Miranda - As últimas análises da educação formal decorrente do ensino público no Brasil indicam resultados muito insatisfatórios. Os aspectos do equilíbrio entre cientificismo e humanismo, nesse sentido, não constituem o problema, que tem natureza anterior . É preciso assegurar mais qualidade ao ensino fundamental e outros mecanismos educativos para poder promover melhor a cultura tanto científica, quanto humanista.

Talabarte - Que particularidades o estímulo à arte e à cultura assume num País ainda repleto de desigualdades como o Brasil?
Miranda - O Brasil é um país de singularidades. A redução das desigualdades sociais permitiria o acesso de maiores contingentes da população aos diferentes conteúdos e expressões culturais e artísticas. De todo modo, não podemos esquecer que com todas as dificuldades, o Brasil e os brasileiros têm comprovado talento, criatividade e disposição para reinventar a vida e o cotidiano por meio das artes e da cultura, seja no centro, na periferia, com diferentes linguagens. Assim, o estímulo à arte e à cultura tem e sempre terá importância entre nós.

Talabarte - Quais as principais semelhanças e diferenças existentes entre as ações do SESC desenvolvidas nos diversos estados da Federação?
Miranda - Embora exista autonomia nos diferentes Regionais SESC, no Brasil temos programas e metas comuns. Educação, saúde e cultura são programas levados a termo por quase todos os Regionais, variando a proporcionalidade do número de unidades, os serviços e atividades voltadas ao público.

Talabarte - O “lazer educativo” tem sido a ferramenta utilizada pelo Sesc para promover a inclusão social. Nesse sentido, que atores sociais e que ações vem contribuindo para que o tempo de lazer seja um “espaço privilegiado de educação para a cidadania, para a sociabilidade, para a tolerância”, utilizando palavras suas em carta a Edgar Morin?
Miranda - As ações educativas ofertadas durante o lazer do trabalhador constituem uma estratégia nada recente na atuação do SESC-SP. Desde o final da década de 1970, temos empregado um conjunto de atividades, que tem sido aprimorado, pela experiência, em favor do público.
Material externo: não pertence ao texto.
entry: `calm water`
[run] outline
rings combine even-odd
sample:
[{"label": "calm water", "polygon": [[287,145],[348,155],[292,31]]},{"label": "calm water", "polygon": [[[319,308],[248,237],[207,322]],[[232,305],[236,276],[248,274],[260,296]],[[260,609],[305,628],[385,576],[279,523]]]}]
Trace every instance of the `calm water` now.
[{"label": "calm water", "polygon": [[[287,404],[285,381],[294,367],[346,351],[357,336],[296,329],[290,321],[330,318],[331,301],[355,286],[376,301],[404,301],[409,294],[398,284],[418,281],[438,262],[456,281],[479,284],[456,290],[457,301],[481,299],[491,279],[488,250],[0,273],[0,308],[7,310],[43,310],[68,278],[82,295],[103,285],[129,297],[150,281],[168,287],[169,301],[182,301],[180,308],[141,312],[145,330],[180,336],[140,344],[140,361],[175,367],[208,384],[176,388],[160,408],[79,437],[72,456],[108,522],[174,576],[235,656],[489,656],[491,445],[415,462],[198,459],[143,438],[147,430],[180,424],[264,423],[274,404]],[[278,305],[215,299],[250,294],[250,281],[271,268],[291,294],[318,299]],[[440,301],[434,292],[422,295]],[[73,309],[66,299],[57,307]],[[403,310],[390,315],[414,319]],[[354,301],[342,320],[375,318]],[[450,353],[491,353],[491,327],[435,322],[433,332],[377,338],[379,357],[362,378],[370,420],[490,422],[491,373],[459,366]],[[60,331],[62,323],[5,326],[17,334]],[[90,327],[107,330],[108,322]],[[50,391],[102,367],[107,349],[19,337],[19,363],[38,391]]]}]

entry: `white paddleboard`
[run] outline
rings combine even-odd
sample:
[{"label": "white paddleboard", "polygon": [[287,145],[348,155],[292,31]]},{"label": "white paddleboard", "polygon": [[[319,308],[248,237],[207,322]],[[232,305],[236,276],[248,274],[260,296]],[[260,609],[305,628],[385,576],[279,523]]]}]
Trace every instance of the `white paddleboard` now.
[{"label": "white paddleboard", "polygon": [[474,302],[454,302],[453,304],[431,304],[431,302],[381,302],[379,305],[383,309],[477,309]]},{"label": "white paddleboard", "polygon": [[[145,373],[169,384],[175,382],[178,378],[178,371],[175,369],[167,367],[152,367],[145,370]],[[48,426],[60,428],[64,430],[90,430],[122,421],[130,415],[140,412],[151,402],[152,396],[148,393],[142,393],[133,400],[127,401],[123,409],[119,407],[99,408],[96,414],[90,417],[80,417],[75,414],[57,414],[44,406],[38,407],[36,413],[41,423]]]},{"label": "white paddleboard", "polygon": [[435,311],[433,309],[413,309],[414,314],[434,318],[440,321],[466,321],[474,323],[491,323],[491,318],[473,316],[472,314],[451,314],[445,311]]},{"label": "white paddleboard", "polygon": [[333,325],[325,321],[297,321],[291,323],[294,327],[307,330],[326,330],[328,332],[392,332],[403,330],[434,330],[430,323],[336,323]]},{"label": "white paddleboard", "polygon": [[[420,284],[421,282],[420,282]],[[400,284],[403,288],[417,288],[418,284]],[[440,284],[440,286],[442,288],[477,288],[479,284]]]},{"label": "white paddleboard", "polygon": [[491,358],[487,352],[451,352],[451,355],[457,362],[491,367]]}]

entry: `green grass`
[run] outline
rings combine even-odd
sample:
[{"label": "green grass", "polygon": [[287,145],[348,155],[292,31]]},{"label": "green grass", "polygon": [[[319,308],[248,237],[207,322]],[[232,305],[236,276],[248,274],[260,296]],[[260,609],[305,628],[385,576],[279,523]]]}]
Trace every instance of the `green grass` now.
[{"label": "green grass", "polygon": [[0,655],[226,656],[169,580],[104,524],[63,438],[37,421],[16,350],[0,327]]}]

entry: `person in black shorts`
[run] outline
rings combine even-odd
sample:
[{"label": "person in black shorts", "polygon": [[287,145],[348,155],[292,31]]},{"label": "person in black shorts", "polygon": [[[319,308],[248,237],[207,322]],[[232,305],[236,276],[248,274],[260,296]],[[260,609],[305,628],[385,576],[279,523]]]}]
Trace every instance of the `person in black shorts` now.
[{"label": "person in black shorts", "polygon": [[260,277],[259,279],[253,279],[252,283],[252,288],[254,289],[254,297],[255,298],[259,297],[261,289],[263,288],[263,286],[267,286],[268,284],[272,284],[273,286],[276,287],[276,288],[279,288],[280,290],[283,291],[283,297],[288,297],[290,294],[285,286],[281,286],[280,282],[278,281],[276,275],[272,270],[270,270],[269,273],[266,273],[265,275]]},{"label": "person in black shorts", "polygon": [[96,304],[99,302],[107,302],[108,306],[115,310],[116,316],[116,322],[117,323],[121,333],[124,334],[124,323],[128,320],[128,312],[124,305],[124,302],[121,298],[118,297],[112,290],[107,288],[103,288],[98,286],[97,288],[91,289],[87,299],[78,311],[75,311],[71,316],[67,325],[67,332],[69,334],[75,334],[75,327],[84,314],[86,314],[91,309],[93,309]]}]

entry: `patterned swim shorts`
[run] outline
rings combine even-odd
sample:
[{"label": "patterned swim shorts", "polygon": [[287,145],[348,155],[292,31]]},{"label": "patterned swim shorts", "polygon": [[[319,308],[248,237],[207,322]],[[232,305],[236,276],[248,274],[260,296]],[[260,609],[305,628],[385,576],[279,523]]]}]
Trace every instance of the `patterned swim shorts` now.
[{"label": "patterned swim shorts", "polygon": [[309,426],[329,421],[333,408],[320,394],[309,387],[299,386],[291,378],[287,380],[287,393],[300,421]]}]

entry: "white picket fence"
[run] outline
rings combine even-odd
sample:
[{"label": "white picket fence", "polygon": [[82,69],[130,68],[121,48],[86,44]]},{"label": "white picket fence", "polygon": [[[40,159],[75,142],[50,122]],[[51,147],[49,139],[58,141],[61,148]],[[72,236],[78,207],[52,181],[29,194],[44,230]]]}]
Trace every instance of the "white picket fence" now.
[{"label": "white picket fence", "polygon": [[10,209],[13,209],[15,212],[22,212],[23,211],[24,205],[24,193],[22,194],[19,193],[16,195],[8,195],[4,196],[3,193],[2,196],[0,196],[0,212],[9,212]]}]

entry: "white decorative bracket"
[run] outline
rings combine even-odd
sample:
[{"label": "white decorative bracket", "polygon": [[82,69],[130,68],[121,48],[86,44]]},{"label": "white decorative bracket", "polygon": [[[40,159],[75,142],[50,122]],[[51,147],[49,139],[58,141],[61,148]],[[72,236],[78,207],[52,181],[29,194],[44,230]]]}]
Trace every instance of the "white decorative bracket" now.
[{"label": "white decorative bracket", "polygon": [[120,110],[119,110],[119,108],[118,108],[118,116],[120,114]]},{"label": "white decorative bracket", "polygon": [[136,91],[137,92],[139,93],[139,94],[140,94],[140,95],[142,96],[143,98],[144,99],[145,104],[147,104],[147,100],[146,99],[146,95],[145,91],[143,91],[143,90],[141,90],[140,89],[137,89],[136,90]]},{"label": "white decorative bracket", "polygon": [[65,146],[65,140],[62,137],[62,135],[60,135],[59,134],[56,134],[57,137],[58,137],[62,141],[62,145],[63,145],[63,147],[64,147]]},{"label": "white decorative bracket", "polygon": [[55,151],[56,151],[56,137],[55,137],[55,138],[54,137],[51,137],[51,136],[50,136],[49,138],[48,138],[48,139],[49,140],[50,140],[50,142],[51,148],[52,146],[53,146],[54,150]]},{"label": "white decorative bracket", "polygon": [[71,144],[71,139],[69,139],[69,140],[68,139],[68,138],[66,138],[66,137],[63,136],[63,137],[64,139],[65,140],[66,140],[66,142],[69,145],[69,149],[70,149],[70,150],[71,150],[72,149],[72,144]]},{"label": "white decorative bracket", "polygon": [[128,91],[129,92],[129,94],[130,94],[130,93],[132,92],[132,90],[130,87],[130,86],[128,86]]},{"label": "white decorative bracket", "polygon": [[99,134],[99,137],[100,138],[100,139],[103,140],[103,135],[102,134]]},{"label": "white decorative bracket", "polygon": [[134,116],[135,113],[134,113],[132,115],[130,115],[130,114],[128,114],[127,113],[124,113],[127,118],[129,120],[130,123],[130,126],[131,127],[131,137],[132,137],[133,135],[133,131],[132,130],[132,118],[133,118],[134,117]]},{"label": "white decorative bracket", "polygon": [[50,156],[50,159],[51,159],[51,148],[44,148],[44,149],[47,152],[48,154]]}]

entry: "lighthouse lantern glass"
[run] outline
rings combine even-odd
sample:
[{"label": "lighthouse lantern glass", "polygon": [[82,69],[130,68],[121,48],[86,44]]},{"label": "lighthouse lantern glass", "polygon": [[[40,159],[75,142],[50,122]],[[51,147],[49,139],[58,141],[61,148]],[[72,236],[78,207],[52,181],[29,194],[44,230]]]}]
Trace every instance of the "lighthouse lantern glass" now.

Espetáculos, oficinas, aulas abertas, trabalhos com grupos, serviços de atendimento em odontologia, refeição social e atividades físicas são algumas de nossas ações voltadas às práticas de cidadania.
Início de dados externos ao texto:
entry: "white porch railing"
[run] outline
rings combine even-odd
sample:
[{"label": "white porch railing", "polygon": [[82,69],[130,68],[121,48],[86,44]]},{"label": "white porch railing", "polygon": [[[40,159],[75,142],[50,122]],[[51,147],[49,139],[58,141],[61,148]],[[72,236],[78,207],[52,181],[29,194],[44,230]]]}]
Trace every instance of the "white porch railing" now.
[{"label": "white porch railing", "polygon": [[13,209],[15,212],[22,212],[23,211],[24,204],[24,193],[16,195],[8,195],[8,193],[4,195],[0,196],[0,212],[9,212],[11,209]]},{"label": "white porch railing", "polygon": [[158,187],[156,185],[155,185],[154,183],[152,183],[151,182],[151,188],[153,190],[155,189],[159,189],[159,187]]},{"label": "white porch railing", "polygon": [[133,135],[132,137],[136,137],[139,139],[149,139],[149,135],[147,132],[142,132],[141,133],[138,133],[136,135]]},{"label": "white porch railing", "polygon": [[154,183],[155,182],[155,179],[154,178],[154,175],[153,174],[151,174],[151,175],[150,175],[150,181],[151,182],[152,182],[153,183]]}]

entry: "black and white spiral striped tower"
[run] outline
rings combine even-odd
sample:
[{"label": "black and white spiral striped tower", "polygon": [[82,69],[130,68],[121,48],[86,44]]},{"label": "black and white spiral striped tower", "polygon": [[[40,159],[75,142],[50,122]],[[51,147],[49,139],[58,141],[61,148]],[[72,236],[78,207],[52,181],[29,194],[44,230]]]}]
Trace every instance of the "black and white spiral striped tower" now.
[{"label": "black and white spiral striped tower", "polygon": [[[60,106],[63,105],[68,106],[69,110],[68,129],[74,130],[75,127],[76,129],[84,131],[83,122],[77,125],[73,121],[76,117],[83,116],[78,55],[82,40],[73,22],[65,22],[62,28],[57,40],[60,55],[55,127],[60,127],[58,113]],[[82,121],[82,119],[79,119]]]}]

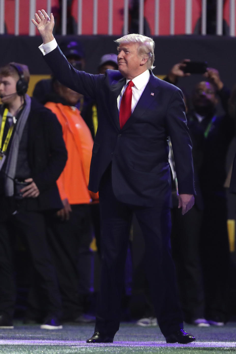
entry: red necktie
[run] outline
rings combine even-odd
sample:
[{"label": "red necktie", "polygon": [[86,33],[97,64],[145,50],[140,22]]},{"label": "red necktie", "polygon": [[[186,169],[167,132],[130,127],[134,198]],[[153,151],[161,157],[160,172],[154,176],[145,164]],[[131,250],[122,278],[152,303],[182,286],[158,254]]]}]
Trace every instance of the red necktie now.
[{"label": "red necktie", "polygon": [[121,129],[123,128],[131,115],[132,86],[133,85],[134,83],[132,80],[129,81],[121,98],[119,115]]}]

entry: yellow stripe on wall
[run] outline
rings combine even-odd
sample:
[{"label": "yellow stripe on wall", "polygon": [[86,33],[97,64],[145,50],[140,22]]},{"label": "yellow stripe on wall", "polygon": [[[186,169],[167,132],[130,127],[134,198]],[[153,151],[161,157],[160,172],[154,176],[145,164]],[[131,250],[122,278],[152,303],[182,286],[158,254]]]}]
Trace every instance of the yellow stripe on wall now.
[{"label": "yellow stripe on wall", "polygon": [[228,236],[229,250],[230,252],[235,250],[235,221],[234,219],[227,220]]}]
Talabarte - O Brasil tem conseguido transformar a diversidade e a pujança de sua cultura (ou de suas culturas) em instrumento de resistência cidadã, política, cultural, etc?
Miranda - Sim. O Brasil e muitos segmentos de brasileiros fizeram das culturas, formas de resistência social e política. Veja na música, nos jogos, na religiosidade, no artesanato, na literatura popular, quantas expressões de resistência e dignidade puderam ser criadas, não é?